«La montagna mi aiuta a fermare la giovinezza», aveva affermato in un’intervista per Il Giorno nel 1966. Ed è proprio la montagna, con i suoi ghiacciai, ad aver congelato il ricordo di Toni Gobbi nel cuore della gente. Un ricordo che si è mantenuto ancora vivo, a 73 anni dalla scomparsa, nella traccia di sé che ha lasciato in montagna e nelle persone. Una traccia che è stata ripercorsa dal nipote Oliviero, CEO di Grivel, assieme al regista Antonio Bocola, tra ricordi presenti e fotografie dal passato, per dare vita al documentario La traccia di Toni. Toni Gobbi da cittadino a Guida Alpina.
Presentato lunedì 2 ottobre nella Sala cinema delle Alpi della stazione intermedia di Skyway Monte Bianco, non è un caso che la prima proiezione del film sulla storica guida alpina e grande alpinista naturalizzato a Courmayeur abbia visto la luce proprio in quel luogo. È lì infatti che nel ‘43, quando ancora c’era soltanto un piccolo rifugio alpino – il Pavillon – Toni conobbe Romilda, la figlia dei gestori. È lì che iniziò, per utilizzare un’espressione tratta dai suoi scritti, la sua «pedalata a rotta di collo verso la felicità» tra le montagne valdostane.
«Questo viaggio sulle tracce di mio nonno è iniziato tanto tempo fa, quando ero piccolo. Di lui in famiglia non se ne parlava, quasi fosse un tabù, tanto spiazzante era stato il colpo della sua scomparsa», ha raccontato Oliviero Gobbi, il nipote. «Poi la curiosità ha vinto e così il desiderio di rimettere a posto i documenti e pubblicare qualcosa», ha continuato.

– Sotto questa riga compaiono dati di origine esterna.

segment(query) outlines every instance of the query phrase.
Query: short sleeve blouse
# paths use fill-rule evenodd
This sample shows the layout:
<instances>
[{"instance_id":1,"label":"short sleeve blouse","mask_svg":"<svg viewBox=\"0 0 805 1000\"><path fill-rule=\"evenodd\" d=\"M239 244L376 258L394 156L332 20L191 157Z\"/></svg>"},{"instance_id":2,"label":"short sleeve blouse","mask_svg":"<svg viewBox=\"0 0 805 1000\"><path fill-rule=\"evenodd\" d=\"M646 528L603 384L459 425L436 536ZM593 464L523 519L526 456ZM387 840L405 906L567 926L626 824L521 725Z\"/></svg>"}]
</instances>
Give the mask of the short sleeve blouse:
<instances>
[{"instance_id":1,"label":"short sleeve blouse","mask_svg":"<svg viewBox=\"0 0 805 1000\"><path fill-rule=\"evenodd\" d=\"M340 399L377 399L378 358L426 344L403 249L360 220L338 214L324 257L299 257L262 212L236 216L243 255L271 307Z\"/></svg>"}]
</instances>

Le tracce battute da Toni sono state tante e non si sono fermate a scritti e documenti fotografici. Il suo passaggio si è cementificato in ghiacciai di storie e ricordi raccolti in un documentario di poco più di un’ora che vede in scena 15 testimoni. Tra loro la sorella di 17 anni più giovane Marilena, clienti diventati poi amici, come Giorgio Peretti, e ancora ex allievi, poi guide valdostane, come René Petigax e Ruggero Pellin. Un tutto che è intramezzato anche dalle osservazioni tecniche di due studiosi e scrittori come Enrico Camanni e Giorgio Daidola, rispettivamente storico dell’alpinismo uno e dello sci l’altro.

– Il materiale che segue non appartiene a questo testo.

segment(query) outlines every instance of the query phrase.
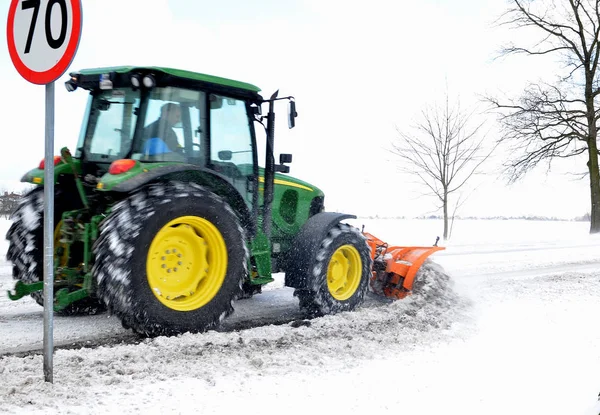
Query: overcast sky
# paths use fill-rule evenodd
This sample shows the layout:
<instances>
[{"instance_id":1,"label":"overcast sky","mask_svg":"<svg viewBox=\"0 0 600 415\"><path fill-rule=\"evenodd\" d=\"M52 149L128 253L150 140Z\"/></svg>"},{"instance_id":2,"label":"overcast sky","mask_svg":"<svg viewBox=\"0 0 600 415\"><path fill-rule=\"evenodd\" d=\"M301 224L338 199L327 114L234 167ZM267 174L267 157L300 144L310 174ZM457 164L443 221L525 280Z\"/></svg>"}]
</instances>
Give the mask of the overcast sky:
<instances>
[{"instance_id":1,"label":"overcast sky","mask_svg":"<svg viewBox=\"0 0 600 415\"><path fill-rule=\"evenodd\" d=\"M0 0L6 22L9 0ZM516 95L548 62L495 60L508 36L493 28L504 0L82 0L83 29L69 70L158 65L229 77L294 95L299 117L287 130L278 106L275 150L294 156L291 175L322 188L328 210L360 215L420 215L435 210L419 186L398 173L388 149L395 126L407 129L445 85L463 106L478 94ZM4 151L0 186L18 188L44 154L44 87L16 72L0 31ZM55 148L74 149L86 94L56 84ZM486 125L489 140L497 126ZM500 153L498 159L502 158ZM585 159L543 170L507 186L478 178L459 213L559 217L589 210ZM475 184L475 183L474 183Z\"/></svg>"}]
</instances>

E così si ripercorre la sua vita: la fuga dalla pianura pavese, Vicenza, l’arrivo a Courmayeur, il suo pionierismo nell’essere guida, le invernali sul Monte Bianco, il rapporto con Bonatti, l’attività in via Roma. Un passaggio che, anche se la neve ha ricoperto, è rimasta intatta come lo provano le numerose guide alpine presenti in sala. «Abbiamo ricercato tutte le piste: grazie a questo lavoro abbiamo potuto scoprire la traccia ancora viva di Toni», ha affermato Oliviero Gobbi.